Schmerzlösung herbeigesehnt Läsionen der Rotatorenmanschette konservativ oder operativ versorgen?
Die Strukturen der Rotatorenmanschette weisen vor allem bei über 50-Jährigen sehr häufig Schäden auf, in diesem Alter meist degenerativ bedingt. Die Supraspinatussehne trifft es besonders häufig, schreiben Prof. Dr. Daniel Briem vom Schulternetzwerk Hamburg und Kollegen. Typische Beschwerden sind:
- Schmerzen bei der Armabduktion
- nächtliche Schmerzen im Liegen auf dem Schultergelenk
- Kraftverlust beim Versuch der Abduktion („Starterkraft“)

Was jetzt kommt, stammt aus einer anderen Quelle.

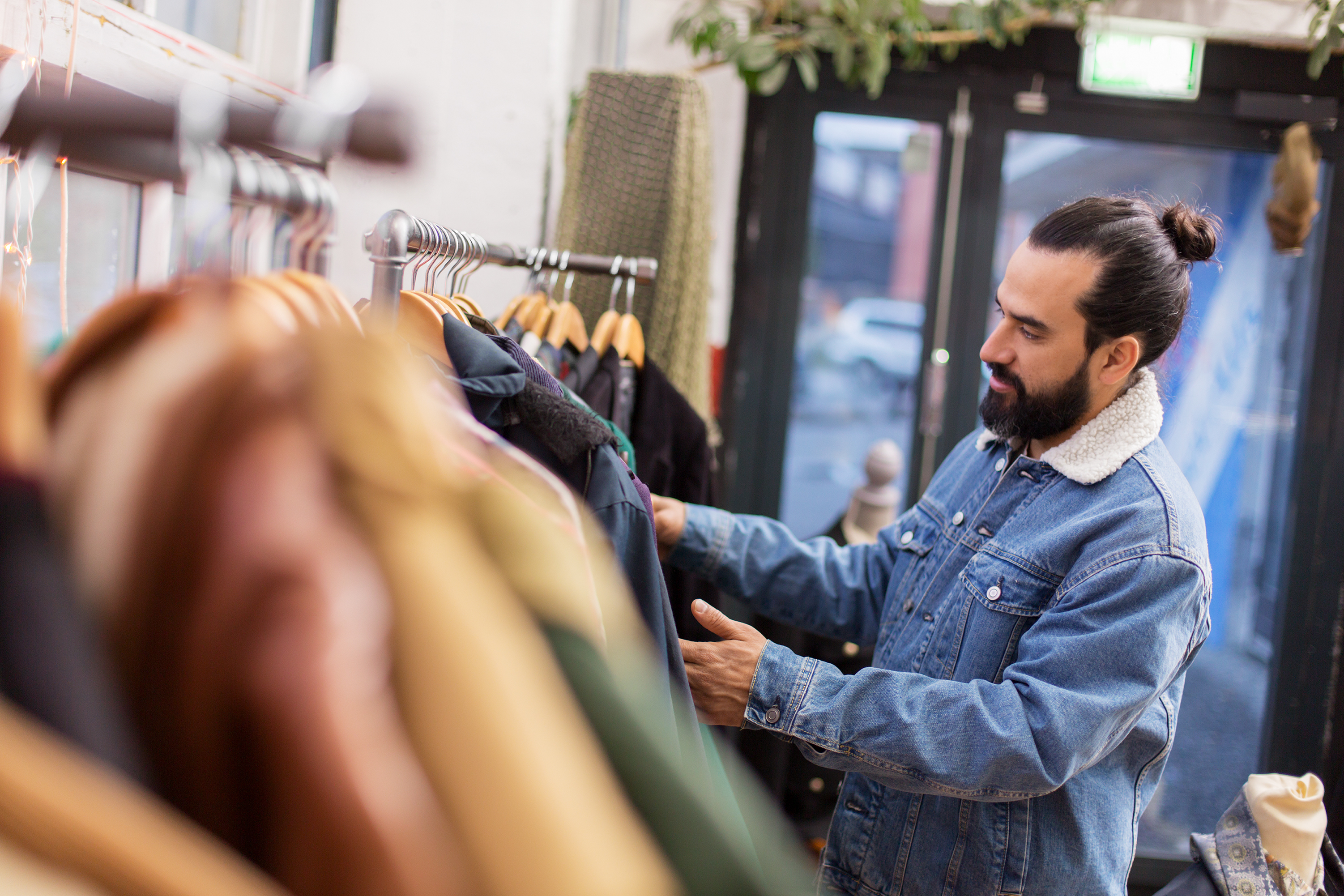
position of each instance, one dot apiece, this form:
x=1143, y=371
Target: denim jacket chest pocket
x=1006, y=601
x=917, y=534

Die degenerative Läsion entsteht infolge einer strukturellen Schädigung auf dem Boden eines funktionell oder anatomisch zu engen Subakromialraums. In mittleren Abduktionsgraden wird die Sehne dann repetitiv mechanisch belastet.
Diagnostisch steht eine MRT im Zentrum. Bewertet werden damit eine mögliche Verfettung des M. supraspinatus, eine Hypotrophierung, der Schweregrad einer sichtbaren Sehnenruptur und der Retraktionsgrad nach Patte.
Grundlage für die Wahl des Therapieverfahrens bilden die Ergebnisse der Bildgebung, aber auch die Genese der Schädigung, das Alter des Patienten, die gewünschte Funktion und der erwartbare Erfolg einer Operation. Eine konservative Behandlung kommt bei kleinen Defekten, vor allem partiellen Läsionen der Supraspinatussehne, infrage. Im Vordergrund stehen eine zielgerichtete Physiotherapie sowie Antiphlogistika.
Auch die Infiltration des Subakromialraums – meist mit Steroiden – spielt eine wichtige Rolle. Von wiederholten Gaben raten die Experten jedoch aufgrund des Risikos von Gewebeschäden ab. Als Alternative kann man Eigenplasma verwenden, das zwar teurer, aber Studien zufolge den Steroiden in dieser Indikation möglicherweise sogar überlegen ist.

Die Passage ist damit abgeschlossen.